Bangladesch könne Staaten wie Ägypten und Tunesien als Vorbild dienen, sagte der Bundespräsident gegenüber DW-WORLD.DE. Beispielhaft wären die gegenseitige Toleranz der Weltreligionen und ihr Miteinander in Bangladesch. Essig in den Wein goss dann ausgerechnet der ihn begleitende Professor Rauf Ceylan vom Zentrum für Interkulturelle Islamstudien an der Universität Osnabrück. Er war einer der beiden Sondergäste des Bundespräsidenten. Zwei Islamwissenschaftler sollten als Experten auf dieser Reise beraten und eigene Erkenntnisse ziehen. Rauf Ceylan kam zu dem Ergebnis, dass es nicht ausreiche, wenn nur eine Religion - in diesem Fall die muslimische - den anderen Religionen die freie Glaubensausübung gestatte, sondern der Staat müsse dies für alle garantieren.

Religionsfreiheit sei keine Nettigkeit. Und die Einhaltung der Menschenrechte auch nicht. In seinem Gespräch mit Bangladeschs Ministerpräsidentin Scheikh Hasina Wajed, wies Wulff auch auf Verletzungen der Menschenrechte hin und übergab ihr von Amnesty International dokumentierte Fälle. Scheikh Hasina Wajed versprach, diese zu prüfen. Kein anderes Land hat so viele Nichtregierungsorganisationen wie Bangladesch. Und die schauen genau auf dieses arme Land und seine junge Demokratie.
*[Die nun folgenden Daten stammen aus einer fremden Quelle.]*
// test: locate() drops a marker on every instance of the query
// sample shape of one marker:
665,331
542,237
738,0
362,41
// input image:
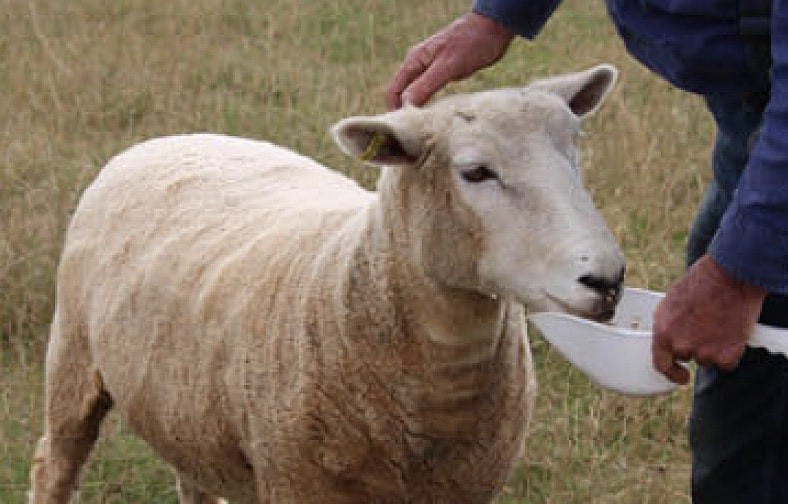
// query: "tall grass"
82,80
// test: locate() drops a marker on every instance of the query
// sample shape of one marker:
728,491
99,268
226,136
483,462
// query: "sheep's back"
174,253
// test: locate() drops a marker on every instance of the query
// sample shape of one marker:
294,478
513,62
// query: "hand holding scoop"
617,355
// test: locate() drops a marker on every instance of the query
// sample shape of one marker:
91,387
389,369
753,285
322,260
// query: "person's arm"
709,313
473,41
523,17
752,243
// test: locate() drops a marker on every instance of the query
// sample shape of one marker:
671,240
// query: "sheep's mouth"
600,314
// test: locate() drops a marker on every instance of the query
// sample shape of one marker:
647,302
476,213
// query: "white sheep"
278,334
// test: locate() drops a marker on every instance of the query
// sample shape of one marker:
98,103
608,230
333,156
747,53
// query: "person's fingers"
437,75
416,62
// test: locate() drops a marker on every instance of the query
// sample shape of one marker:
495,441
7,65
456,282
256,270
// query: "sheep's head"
487,189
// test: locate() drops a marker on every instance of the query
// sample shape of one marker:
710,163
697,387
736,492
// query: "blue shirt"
702,46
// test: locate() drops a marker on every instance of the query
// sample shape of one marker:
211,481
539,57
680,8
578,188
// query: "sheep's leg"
76,403
191,494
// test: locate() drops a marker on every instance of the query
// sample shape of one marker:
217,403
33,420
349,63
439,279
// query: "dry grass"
83,79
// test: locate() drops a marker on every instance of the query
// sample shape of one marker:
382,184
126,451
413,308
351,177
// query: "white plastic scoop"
617,355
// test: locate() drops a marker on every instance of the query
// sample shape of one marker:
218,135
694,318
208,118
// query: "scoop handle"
773,339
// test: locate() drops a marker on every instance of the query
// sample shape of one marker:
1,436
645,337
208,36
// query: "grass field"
81,80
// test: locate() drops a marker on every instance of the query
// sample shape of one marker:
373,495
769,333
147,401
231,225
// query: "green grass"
82,80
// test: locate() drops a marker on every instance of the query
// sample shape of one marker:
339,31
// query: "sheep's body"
225,291
279,334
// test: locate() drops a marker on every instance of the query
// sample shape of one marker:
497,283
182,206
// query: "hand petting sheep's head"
488,191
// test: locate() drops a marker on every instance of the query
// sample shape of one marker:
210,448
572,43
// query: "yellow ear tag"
372,147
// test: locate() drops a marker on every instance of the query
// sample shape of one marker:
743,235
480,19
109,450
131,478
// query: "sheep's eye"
479,174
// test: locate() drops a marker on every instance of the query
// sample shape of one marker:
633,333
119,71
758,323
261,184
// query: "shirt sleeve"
752,242
523,17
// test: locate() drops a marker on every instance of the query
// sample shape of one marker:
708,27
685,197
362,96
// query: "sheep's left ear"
393,138
582,91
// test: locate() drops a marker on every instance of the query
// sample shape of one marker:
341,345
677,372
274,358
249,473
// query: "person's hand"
470,43
707,316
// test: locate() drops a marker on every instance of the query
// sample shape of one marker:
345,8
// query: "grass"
82,80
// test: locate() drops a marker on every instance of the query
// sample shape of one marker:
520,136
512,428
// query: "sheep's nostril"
609,289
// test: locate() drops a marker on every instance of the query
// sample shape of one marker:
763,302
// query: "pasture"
82,80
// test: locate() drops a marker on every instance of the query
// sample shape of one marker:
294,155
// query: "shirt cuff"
751,251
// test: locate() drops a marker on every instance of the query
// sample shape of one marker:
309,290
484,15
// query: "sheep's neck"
445,349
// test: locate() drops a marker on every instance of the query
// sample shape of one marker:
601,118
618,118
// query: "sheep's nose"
608,289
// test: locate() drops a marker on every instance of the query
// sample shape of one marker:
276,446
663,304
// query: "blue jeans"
739,421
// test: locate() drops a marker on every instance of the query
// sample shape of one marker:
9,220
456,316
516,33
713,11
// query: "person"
735,54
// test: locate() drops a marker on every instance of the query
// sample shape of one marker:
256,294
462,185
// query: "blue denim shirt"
702,46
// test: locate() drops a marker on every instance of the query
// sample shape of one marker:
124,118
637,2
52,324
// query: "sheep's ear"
582,91
393,138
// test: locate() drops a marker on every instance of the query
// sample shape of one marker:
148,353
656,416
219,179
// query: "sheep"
279,334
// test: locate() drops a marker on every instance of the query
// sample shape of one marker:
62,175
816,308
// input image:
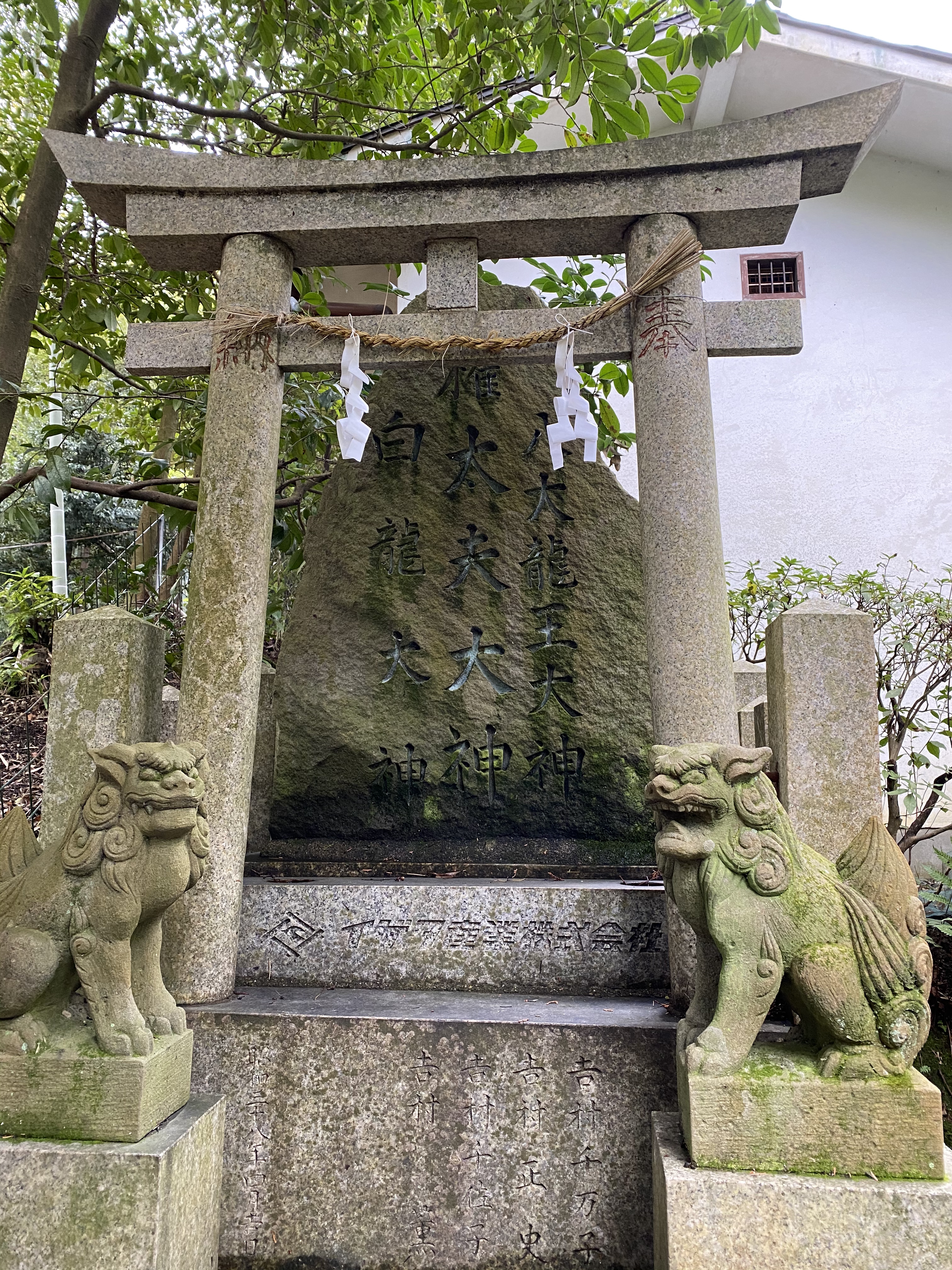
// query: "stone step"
374,1130
440,934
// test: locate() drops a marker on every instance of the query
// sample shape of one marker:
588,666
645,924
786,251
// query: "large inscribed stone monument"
466,653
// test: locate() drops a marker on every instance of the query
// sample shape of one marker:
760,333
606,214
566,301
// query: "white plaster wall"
846,450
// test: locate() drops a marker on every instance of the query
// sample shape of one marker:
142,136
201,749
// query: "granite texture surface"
439,934
106,685
749,683
777,1114
73,1090
452,273
465,656
740,182
405,1128
154,1206
732,331
263,769
221,672
690,656
745,1221
824,722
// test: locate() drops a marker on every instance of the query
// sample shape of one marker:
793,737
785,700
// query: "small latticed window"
772,276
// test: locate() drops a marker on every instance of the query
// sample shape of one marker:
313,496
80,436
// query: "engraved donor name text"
292,935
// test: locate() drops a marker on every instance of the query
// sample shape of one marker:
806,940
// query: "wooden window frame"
800,294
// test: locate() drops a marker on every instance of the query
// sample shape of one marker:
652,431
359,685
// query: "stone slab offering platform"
504,853
287,870
745,1221
604,938
403,1128
73,1090
83,1206
779,1114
Der Bundespräsident selbst schaute am Montagabend DW-TV. Angetan erzählte er in der Millionenmetropole Dhaka von einem Bericht über sein Lieblingsrestaurant "La vie" in Osnabrück, den er dort gesehen hätte. Ausgerechnet hier in Dhaka, amüsiert er sich, sieht er einen Bericht über seine Heimatstadt Osnabrück. Wie war das noch? Räumlich weit entfernt, aber nicht mental.